Email Kenneth Campbell:
mailto:lrf@leukaemia.demon.co.uk?subject=Re:+Re:+Cervical+cancer

Dear Sirs,

Like Professor Yates I had, until recently, believed that nuns did not get cervical cancer. I accepted the received wisdom since I found it repeated so frequently.

I realized how mistaken I was when I encountered the paper on this topic by Griffiths (1). In his paper Griffiths clearly and persausively demonstrates that the assertion that nuns are not at risk of cervical cancer is based on a mis-reading of Rigoni-Stern's original report of 1842 (2,3). I hope that if enough of us highlight Dr Griffiths' work often enough this myth will be laid to rest.

Yours sincerely

Kenneth Campbell, FIBMS

This post is sent in a private capacity and does not necessarily reflect the views of my employer.
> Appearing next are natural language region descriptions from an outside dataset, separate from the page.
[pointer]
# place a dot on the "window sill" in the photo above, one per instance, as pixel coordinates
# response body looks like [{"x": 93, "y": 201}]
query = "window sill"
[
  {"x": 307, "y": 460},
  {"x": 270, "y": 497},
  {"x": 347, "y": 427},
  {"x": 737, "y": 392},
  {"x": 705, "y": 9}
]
1. Griffiths M (1991) 'Nuns, virgins, and spinsters'. Rigoni-Stern and cervical cancer revisited. Br J Obstet Gynaecol 98, 797-802. The full text of this paper is available on the web at: www.obgyn.net/english/pubs/articles/nuns.htm

2. Rigoni-Stern (1842) Fatti statistici relativi alle malattic Cancerose. Giorn Prog Patol Terap 2, 507-517.

3. Rigoni-Stern (1987) Statistical Facts about Cancers on which Doctor Rigoni-Stern based his contribution to the Surgeons' Subgroup of the IV Congress of the Italian Scientists on 23rd September 1842 (Translation). Stat Med 6, 881-884.